Our 16th most-read article of 2023.
Originally published March 20, 2023.
“As local bills on gender, sexuality, and diversity make their way through Florida’s state legislature, new legislation would ban any discussion of menstrual cycles in school before sixth grade.” – USA Today
As usual, the woke mob is accusing me of attempting to strip schools of their educational and societal value, deprive students of their basic human rights, and shamelessly pander to every conservative who might cast a presidential vote my way. To absorb the flow of outrage, I’ve decided to address Florida’s young girls directly. So put down those banned Judy Blume books because all the answers to your burning menstrual questions are right here.
Q: What is a period?
A period is one of the many kinds of goo that girls and women secrete in their role as sacred, yet also extremely gross, vessels for human life. In less scientific terms: a period is God deciding it’s not your time to be pregnant. And remember, God and the state of Florida are the only ones who can make decisions about your body.
Q: How will I know when I’m about to get my first period?
You’ll start showing subtle signs of sluttiness, like breast buds, emergent pubic hair, and a fixation on sullenly licking a lollipop. Also, Matt Gaetz will start sexting you.
Q: I’m embarrassed to carry pads in my school bag; what should I do?
Embarrassment is a normal and appropriate response to feminine bodily functions. Your school nurse will most likely have some supplies in her office. Unfortunately for you early-in-life-bleeders, asking for them will soon be illegal. Try hanging around her door, dropping vague hints like, “I’m riding America’s red wave!” or “Flo Rida is sliding down my Splash Mountain.” If the nurse still doesn’t get your drift, try being more direct with the headline, “Florida Man bit my vagina, and it won’t stop bleeding.”
Q: What if I bleed through my clothes before I can make it to the nurse’s office?
Honestly, that’s a pretty likely possibility, given how little information and resources the state of Florida will have provided to you. Just grab some Hawaiian punch from the vending machine, pour it all over your crotch to disguise your menses, and run away screaming. Then you’ll be sent to the hospital and involuntarily committed for hysteria. Problem solved.
Q: Does it hurt to get your period?
Cramps are a myth that lazy girls made up to get out of helping move books about g*y people out of all of the classrooms.

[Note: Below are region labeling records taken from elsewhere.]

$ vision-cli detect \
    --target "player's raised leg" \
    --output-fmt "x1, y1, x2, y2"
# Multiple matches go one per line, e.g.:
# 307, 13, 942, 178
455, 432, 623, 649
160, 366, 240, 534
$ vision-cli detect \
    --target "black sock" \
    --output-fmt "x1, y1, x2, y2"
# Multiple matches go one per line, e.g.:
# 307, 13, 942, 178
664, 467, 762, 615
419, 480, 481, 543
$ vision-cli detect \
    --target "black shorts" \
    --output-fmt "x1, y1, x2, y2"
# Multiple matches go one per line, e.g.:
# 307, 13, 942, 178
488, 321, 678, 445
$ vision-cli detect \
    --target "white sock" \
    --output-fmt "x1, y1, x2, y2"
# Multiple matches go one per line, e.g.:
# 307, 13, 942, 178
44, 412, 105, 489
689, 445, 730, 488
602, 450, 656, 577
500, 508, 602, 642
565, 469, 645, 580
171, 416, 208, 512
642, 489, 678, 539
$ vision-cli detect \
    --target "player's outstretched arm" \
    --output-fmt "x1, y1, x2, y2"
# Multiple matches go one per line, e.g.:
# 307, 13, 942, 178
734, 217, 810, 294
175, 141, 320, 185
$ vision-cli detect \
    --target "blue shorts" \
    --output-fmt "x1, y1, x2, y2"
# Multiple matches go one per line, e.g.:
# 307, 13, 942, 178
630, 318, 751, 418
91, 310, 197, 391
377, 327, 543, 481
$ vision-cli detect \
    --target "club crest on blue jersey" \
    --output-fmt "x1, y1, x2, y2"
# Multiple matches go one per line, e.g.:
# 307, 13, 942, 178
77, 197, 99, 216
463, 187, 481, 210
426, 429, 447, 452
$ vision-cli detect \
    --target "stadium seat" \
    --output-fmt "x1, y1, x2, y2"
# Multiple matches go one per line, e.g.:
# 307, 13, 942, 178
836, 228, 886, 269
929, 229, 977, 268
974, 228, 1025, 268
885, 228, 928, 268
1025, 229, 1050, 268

Q: I’m experiencing gender dysphoria and am interested in hormone blockers so that I don’t start my period. What should I do?
Send me your parents’ names. I’m not going to put them in jail or anything—I just want to talk.
Q: How do I use a tampon?
First, consider whether you’re ready to lose your virginity. And remember: unless you’re legally married to the tampon, you will burn in hell.
Q: How do I decide which type of pad is best for me?
There are different kinds? I thought there were just the ones with the belt.
Q: My period is late. Should I—
No need to say more. We will be monitoring all of your text messages from now on.
Q: Can you recommend any books for more information about periods and my changing body?
We all know that girls should not be reading books, but if you insist on educating yourself, I can arrange a flight to Martha’s Vineyard.
Q: What is toxic shock syndrome?
The radical left would have you believe that it occurs when young girls learn about upcoming changes in their bodies and simultaneously realize that they are second-class citizens and will be until the day they die—the weight of these realizations fills them with such rage that they lose their minds and become feminists. But it’s really God punishing you for using tampons.
Q: What is a diva cup?
I think she’s one of the Drag Queens we banned from Children’s Story Hour at the library. Or maybe it’s some kind of accessory? I’ll ask my stylist if a Diva cup would look good with my white go-go boots.